Sometimes we need to get angry, to rant and rave. At other times, we need to lovingly coax things along, bringing light in to places of darkness, hope into places where it is lacking. Andy is quite right though, it’s all very well talking about it, but what are we actually willing to do? How much will we sacrifice? Will we think of the other or seek only health, wealth and happiness for ourselves? Is it all about prosperity and growth?
All I can say is, after two chapters, I’ve taken the plunge and joined my first political party.
Goodness knows what’ll happen when I read the rest of it.
So I suppose this is where I (finally) get to my (highly-opinionated) point. For those of us who say that we follow Jesus and put the agenda of the kingdom before everything else, there has to somewhere be the acceptance that eschatology, the end times and the age to come, play a huge role in the shaping of our faith. Christianity is a future-facing faith. As we are forgiven and freed for joyful obedience, we are freed not to look back, but to look forward, to a time when man’s inhumanity to man will be no more, when all our hopes will be realised, all our fears and sorrows will be no more, where the meek will have inherited the earth, where the last will have finished their race and come in first, where the riches we stored up for ourselves on Earth will have been eaten up and destroyed, and what we will be left with is the question, “what did you do to the least of this, my brothers? What did you therefore do to me?” We have a leader, a pattern maker for our lives who came not to be served, but to serve and to give his life as a ransom payment that we might have live, have it to the full, and share out of the abundance that we have with others.
As we show up this Thursday, let’s not leave it there.
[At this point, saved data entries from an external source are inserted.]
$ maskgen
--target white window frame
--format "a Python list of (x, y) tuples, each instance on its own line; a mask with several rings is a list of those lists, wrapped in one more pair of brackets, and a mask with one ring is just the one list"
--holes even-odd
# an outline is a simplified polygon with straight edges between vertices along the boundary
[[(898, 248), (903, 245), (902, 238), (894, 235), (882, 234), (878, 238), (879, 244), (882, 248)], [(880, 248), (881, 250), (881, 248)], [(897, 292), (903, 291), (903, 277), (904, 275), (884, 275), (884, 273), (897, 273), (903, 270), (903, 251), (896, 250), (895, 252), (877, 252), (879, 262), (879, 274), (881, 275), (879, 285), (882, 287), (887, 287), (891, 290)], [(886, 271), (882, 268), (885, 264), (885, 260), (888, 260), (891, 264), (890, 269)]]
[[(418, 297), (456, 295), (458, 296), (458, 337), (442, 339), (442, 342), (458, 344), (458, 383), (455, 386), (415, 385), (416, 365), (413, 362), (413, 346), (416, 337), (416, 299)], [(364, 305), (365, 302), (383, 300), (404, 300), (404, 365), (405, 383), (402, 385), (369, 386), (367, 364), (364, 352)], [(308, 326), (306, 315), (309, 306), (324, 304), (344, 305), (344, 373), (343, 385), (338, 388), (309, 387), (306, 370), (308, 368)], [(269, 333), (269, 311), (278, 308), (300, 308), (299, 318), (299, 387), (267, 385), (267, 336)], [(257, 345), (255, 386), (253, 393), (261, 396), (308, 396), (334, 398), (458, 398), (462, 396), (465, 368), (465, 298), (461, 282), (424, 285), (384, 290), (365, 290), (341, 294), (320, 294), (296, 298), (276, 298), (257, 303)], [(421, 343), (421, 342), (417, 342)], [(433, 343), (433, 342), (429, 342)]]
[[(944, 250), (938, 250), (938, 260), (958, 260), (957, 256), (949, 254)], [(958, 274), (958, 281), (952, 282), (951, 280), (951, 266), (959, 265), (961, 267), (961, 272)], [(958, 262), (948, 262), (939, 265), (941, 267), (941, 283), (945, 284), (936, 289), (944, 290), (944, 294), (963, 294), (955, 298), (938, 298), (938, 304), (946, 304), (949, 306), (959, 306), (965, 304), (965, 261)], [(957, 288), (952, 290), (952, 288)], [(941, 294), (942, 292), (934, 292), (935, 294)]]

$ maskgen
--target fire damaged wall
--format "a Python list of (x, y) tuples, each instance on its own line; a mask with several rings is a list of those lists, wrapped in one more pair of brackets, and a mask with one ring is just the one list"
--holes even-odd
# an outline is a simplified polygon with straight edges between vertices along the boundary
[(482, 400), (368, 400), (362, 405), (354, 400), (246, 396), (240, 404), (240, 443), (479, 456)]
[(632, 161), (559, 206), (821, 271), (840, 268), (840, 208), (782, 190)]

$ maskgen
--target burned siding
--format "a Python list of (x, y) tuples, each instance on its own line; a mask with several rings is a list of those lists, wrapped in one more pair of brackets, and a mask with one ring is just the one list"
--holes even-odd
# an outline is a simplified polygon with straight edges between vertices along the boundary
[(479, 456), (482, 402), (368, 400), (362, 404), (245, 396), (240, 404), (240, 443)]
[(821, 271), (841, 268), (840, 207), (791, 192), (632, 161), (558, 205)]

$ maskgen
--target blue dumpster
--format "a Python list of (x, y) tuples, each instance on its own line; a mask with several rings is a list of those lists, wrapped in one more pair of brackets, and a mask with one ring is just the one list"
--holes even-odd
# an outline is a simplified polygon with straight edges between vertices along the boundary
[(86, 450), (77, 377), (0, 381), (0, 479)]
Let’s continually show up. Let’s offer our lives in the service of the voiceless, the marginalised, the dispossessed, those who are discriminated against. Let’s find ways to serve, rather than to seek to gain power, authority and to be served ourselves. Let’s cast off any sense of entitlement, clinging only to our one true birthright, to be called children and friends of God, because he chose to call us that, and because Jesus made it possible.
Who knows whether I’m right or not? More than likely at times we need to be on the sidelines too, or marching in the demonstrations, signing petitions, calling and holding elected representatives to account, but more than ever, it seems to me that it might just be the moment to look inside ourselves and ask the question of what God might be asking or encouraging of us in the places where we are? Where might we be being sent? Are we willing to go? What are we hoping for when we show up?